Occasionally we express more than we want to, and interpret signs made by others even if we don't know about it. According to several studies we judge a statement only by seven percent by its content, at least in average. The speaker's impression is made by thirty eight percent of his or her voice, and finally by fifty five percent by body language.
Thus people who control their body language usually come further in professional life even though they're less competent than those who aren't able to present themselves. Anyway to a large extent body language still remains an individual thing. In other words some gestures may have their unique meanings to an individual and can't be interpreted generally.
A typical example is the folded arms gesture. It's said to mean a defensive attitude, but many people do so also in moments of high concentration. However direct eye contact is usually interpreted positively, suggesting honesty and openness. Yet concentrated starring is nothing but creepy. If it's not too wild, gesticulating with your hands is also mostly understood as a good sign, as much as a relaxed seating position. On the other hand sitting with your knees over the edge of the table or with legs wide spread is not making you any more competent, guys.
An important effect of body language is the signaling of proximity or distance. Beware of presenting too much of either, as it may be as unappropriated as showing the opposite of what's expected. And last but not least body language is a matter of culture: in some places direct eye contact means straightforwardness, in others domination.

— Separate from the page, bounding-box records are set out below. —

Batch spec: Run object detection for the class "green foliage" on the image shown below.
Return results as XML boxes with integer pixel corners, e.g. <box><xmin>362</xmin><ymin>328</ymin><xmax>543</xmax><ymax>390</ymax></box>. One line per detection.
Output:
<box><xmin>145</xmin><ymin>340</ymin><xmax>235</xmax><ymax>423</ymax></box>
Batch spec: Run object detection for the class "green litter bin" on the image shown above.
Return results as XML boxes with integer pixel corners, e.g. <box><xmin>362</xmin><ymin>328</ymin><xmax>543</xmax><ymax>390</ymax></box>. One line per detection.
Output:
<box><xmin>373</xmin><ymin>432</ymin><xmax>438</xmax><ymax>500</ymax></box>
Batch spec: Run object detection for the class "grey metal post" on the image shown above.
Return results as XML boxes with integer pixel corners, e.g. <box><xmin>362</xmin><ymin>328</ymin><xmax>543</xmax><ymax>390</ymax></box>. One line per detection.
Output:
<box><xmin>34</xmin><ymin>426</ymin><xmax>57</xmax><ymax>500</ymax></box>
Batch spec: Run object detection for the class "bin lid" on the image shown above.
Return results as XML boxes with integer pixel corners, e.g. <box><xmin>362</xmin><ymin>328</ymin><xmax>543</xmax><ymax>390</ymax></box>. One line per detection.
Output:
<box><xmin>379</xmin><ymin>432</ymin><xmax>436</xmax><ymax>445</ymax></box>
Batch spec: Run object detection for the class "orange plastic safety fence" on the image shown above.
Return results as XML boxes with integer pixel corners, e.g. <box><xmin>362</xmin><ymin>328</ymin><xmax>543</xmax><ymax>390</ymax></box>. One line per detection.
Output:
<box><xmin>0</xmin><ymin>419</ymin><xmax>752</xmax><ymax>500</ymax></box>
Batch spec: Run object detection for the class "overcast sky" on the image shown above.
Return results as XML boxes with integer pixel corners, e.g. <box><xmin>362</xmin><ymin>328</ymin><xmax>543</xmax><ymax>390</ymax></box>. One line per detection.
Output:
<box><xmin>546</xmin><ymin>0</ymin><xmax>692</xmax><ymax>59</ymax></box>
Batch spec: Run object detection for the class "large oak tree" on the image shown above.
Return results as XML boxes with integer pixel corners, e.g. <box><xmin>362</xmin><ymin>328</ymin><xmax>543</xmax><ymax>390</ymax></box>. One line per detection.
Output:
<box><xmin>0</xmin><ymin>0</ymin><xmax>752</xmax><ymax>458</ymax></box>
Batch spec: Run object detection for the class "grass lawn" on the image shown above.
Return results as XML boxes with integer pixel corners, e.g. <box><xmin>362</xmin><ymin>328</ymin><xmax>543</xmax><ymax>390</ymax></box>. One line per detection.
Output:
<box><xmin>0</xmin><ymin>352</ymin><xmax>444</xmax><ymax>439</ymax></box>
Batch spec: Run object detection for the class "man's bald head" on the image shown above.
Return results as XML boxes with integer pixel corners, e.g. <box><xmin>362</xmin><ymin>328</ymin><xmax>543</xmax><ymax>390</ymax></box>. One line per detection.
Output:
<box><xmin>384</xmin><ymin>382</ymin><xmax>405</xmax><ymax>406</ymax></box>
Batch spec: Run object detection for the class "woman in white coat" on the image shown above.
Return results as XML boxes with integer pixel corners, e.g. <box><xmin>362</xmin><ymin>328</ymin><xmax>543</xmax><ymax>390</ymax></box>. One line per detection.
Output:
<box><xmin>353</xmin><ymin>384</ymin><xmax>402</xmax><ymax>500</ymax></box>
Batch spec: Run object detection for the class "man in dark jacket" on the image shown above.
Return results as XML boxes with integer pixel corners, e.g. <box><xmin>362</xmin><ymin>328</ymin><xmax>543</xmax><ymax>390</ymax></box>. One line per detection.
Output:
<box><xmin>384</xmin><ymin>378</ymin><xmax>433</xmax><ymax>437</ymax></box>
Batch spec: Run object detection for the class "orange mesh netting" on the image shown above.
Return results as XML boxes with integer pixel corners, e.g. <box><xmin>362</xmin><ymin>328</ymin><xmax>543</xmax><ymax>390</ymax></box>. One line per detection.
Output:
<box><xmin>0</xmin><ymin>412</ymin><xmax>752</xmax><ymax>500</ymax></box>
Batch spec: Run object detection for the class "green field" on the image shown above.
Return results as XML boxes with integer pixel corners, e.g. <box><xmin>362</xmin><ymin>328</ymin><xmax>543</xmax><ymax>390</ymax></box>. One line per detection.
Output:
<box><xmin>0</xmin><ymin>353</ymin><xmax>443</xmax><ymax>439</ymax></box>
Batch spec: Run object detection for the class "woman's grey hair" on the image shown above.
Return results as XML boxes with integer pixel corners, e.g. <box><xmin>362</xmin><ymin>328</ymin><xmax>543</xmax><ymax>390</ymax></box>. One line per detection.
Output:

You of course can work on yourself to become a body language expert, both in reading the messages and employing some gestures for your benefit. Check your internet search engine for more information, and if you really mean business, read a wise book or even attend a body language course. In any case you may start by asking your family or friends to take a closer look at the way you communicate and to give you some feedback. And remember: no matter how you can optimize your self-presentation, the key to being convincing is authenticity.